#!/usr/bin/env python
# coding: utf-8

# # Chapter 5: Continuous Random Variables
#  
# This Jupyter notebook is the Python equivalent of the R code in section 5.9 R, pp. 253 - 255, [Introduction to Probability, Second Edition](https://www.crcpress.com/Introduction-to-Probability-Second-Edition/Blitzstein-Hwang/p/book/9781138369917), Blitzstein & Hwang.
# 
# ----

# In[1]:


import numpy as np


# ## Python, SciPy and Matplotlib
# 
# In this section we will introduce continuous distributions in Python and SciPy, learn how to make basic plots, demonstrate the universality of the Uniform by simulation, and simulate arrival times in a Poisson process.

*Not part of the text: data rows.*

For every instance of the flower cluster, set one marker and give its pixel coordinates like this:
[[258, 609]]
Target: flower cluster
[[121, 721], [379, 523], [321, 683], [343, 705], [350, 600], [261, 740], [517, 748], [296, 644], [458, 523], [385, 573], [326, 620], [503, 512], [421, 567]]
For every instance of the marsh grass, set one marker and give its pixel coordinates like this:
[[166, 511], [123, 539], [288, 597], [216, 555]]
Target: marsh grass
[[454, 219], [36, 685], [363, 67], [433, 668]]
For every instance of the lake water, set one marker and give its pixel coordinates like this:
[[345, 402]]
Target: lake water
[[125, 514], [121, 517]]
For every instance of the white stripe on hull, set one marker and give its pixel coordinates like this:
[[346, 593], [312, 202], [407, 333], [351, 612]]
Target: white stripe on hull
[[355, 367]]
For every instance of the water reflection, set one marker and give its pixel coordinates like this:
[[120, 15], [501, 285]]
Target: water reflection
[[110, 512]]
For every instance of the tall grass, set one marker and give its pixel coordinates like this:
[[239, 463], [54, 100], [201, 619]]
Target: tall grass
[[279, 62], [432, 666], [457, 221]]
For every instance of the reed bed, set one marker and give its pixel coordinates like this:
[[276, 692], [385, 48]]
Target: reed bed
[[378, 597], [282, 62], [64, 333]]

# ## Uniform, Normal, and Exponential distributions 
# 
# For [continuous distributions in `scipy.stats`](https://docs.scipy.org/doc/scipy/reference/tutorial/stats/continuous.html), the `pdf` function gives the PDF, the `cdf` function gives the CDF, and the `rvs` function generates random numbers from the continuous distribution. This is in keeping with the application programming interface of the [discrete statistical distributions in `scipy.stats`](https://docs.scipy.org/doc/scipy/reference/tutorial/stats/discrete.html). Thus, we have the following functions: 
# 
# ### Uniform
# [`scipy.stats.uniform`](https://docs.scipy.org/doc/scipy/reference/generated/scipy.stats.uniform.html#scipy.stats.uniform) provides functions for Uniform continuous random variables. 
# * To evaluate the $Unif(a, b)$ PDF at $x$, we use `uniform.pdf(x, a, b)`. 
# * For the CDF, we use `uniform.cdf(x, a, b)`. 
# * To generate $n$ realizations from the $Unif(a, b)$ distribution, we use `uniform.rvs(a, b, size=n)`. 

# In[2]:


# seed the random number generator
np.random.seed(1597)

from scipy.stats import uniform

# to learn more about scipy.stats,uniform un-comment ouf the following line
#print(uniform.__doc__)

a = 0
b = 4
x = 3
n = 10

print('PDF of Unif({}, {}) evaluated at {} is {}\n'.format(a, b, x, uniform.pdf(x, a, b)))

print('CDF of Unif({}, {}) evaluated at {} is {}\n'.format(a, b, x, uniform.cdf(x, a, b)))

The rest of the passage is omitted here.